4. Current status of preventive strategies for T1D

Even though scientific research has generated tremendous amount of information about the pathogenesis of T1D, this has not led to a breakthrough in the prevention of the disease. Several clinical trials have been carried out with immunosuppressive and immunomodulatory agents among subjects with recent onset T1D or preclinical T1D characterized by positivity for multiple T1D associated autoantibodies. These agents prevent or delay the onset of diabetes in the NOD mouse model, but so far, these attempts have not been successful in human T1D [94]. Some of the measures which have been tested in human trials have been successfully used in the treatment of other autoimmune diseases such as rheumatoid arthritis, while others have been based on tolerance induction by delivering β-cell autoantigens orally, intranasally or subcutaneously. None of them has provided a clear long-term beneficial effect on the preservation of β-cell function even though some promising effects have been observed in certain subgroups of patients with anti-CD3, anti-CD20, LFA3-Fc, and CTLA-4Ig [94–96]. Only one large-scale primary prevention trial has been carried out. That trial tested the possible beneficial effect of the elimination of complex dietary proteins in early infancy. The outcome was negative with no difference between the two trial groups in the progression rate to overt T1D up to a median age of 11.5 years [97]. Altogether, currently, there is no treatment available which could be used for the prevention of T1D.
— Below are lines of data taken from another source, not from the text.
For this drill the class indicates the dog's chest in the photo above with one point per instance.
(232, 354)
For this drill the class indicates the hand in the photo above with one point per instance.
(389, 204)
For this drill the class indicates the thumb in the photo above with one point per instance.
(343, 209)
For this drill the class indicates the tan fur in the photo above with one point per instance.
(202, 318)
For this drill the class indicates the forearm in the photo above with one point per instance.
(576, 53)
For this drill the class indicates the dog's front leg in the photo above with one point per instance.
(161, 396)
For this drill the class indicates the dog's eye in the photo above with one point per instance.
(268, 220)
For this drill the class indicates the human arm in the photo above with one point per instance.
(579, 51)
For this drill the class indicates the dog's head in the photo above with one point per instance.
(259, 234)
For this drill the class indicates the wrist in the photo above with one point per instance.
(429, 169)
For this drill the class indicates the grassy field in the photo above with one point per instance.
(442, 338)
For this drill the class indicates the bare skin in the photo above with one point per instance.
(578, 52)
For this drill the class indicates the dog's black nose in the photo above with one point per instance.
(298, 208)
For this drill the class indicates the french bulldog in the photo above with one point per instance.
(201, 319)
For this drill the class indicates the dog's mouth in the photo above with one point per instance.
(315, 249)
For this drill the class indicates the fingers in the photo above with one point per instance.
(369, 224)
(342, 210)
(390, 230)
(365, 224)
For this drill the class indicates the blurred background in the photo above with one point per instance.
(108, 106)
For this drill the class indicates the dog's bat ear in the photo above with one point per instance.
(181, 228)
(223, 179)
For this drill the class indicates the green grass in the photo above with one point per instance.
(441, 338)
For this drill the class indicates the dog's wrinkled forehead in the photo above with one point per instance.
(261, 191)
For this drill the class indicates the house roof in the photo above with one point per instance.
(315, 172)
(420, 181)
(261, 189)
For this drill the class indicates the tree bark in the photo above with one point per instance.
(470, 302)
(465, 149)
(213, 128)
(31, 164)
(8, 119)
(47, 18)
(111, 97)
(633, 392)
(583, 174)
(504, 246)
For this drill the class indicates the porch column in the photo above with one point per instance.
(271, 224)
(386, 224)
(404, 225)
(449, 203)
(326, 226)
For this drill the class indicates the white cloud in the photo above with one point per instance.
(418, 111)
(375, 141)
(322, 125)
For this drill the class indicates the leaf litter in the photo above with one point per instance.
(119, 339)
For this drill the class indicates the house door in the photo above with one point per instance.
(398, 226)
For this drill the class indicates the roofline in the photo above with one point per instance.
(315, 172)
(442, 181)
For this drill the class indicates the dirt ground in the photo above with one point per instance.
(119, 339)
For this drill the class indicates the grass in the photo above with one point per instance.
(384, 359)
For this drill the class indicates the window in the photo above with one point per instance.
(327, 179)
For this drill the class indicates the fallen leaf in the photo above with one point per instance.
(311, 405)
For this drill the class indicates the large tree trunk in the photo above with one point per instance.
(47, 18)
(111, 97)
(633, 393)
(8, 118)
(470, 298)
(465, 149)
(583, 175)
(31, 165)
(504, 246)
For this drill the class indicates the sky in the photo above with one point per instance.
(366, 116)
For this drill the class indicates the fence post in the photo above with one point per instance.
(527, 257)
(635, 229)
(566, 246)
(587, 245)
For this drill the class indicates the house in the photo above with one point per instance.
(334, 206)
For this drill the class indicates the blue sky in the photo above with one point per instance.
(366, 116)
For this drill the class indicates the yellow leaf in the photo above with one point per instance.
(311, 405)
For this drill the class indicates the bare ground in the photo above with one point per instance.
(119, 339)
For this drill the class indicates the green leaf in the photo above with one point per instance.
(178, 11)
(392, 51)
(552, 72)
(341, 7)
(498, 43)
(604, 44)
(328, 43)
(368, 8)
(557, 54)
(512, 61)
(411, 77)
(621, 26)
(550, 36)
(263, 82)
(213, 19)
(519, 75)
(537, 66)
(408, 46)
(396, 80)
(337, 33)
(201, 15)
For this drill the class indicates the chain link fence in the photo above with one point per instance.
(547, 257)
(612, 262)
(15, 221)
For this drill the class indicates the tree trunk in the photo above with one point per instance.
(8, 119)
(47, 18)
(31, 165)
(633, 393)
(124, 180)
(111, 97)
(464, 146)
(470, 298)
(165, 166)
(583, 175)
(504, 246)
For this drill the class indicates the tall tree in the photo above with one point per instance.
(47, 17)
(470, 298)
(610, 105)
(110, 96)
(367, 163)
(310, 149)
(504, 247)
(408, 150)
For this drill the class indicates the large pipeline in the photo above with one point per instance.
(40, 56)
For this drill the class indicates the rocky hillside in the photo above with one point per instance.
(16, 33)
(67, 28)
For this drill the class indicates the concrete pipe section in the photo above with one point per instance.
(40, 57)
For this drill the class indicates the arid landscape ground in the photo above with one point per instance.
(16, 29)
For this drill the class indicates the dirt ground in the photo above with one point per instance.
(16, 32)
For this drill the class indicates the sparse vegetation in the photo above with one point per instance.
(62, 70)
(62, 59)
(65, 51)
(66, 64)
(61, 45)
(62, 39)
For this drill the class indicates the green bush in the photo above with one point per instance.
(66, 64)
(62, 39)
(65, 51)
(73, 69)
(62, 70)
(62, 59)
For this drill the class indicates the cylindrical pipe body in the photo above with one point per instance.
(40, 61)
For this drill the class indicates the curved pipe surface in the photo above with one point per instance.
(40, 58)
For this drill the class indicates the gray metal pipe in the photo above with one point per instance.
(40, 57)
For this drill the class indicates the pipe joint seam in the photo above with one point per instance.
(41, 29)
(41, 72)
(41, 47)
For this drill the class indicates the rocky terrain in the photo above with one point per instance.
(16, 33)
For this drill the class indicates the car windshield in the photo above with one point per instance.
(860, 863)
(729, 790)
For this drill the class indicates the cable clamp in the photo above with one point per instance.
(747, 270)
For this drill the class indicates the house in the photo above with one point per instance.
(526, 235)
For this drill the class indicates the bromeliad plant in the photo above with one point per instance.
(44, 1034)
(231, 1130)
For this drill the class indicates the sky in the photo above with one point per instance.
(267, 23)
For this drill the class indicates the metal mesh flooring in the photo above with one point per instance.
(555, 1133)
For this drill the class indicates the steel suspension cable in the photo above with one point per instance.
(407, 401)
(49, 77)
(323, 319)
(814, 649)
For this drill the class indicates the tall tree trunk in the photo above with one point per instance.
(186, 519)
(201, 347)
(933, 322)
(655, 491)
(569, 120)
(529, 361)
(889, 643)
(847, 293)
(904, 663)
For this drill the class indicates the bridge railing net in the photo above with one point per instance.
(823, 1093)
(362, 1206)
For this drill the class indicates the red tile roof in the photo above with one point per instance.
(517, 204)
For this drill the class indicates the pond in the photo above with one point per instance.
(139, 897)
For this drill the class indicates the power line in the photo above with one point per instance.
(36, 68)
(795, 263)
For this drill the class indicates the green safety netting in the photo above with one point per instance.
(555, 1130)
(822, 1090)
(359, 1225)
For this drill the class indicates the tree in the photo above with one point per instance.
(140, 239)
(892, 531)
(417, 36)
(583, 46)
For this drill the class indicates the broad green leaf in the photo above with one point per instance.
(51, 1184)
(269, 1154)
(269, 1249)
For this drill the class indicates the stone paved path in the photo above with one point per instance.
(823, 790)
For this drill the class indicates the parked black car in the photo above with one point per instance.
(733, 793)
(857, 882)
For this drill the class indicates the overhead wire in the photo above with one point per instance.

Since immune interventions have not given long-term benefits in clinical prevention trials, the concept of the autoimmunity as the primary force driving the β-cell damaging process has been challenged [95,98]. Recent studies of the pancreas tissues have also suggested that the T-cell-mediated inflammation in the pancreatic islets is often mild with relatively low number of infiltrating cells and low fraction of affected islets [99,100]. Thus, it is possible that the autoimmune component is not as dominant as previously thought based on the NOD mouse model, and the role of other factors may be more essential. From this perspective, the fact that EVs have been detected in the pancreatic islets of the majority of patients with T1D is interesting, since the autoimmune process could well be driven by a persisting EV infection in the islets. Autoimmune phenomena are common in chronic virus infections, where it is difficult to distinguish the autoimmune, antiviral, and inflammation components of the immune response.

Since the potential of EV vaccines or antiviral drugs in the prevention of T1D has never been tested, they are currently among the most attractive candidates to be studied in clinical prevention trials. Vaccine intervention has the advantage that EV vaccines are known to provide a long-term and effective protection against EVs. They should be given at an early age to prevent the first diabetogenic EV infection and subsequent development of β-cell damage. Theoretically, one could also speculate that such vaccines might have some beneficial effect at later stages of the process by preventing further damage on β-cells by later EV infections in subjects with presymptomatic or newly diagnosed T1D. This would be an advantage in the trial design since substantially smaller number of study subjects would be needed than in vaccine trials aimed at primary prevention of T1D. Polyvalent vaccine including a cocktail of T1D-associated EVs would be ideal in both scenarios. The scenarios for different vaccination options are illustrated in Figure 2.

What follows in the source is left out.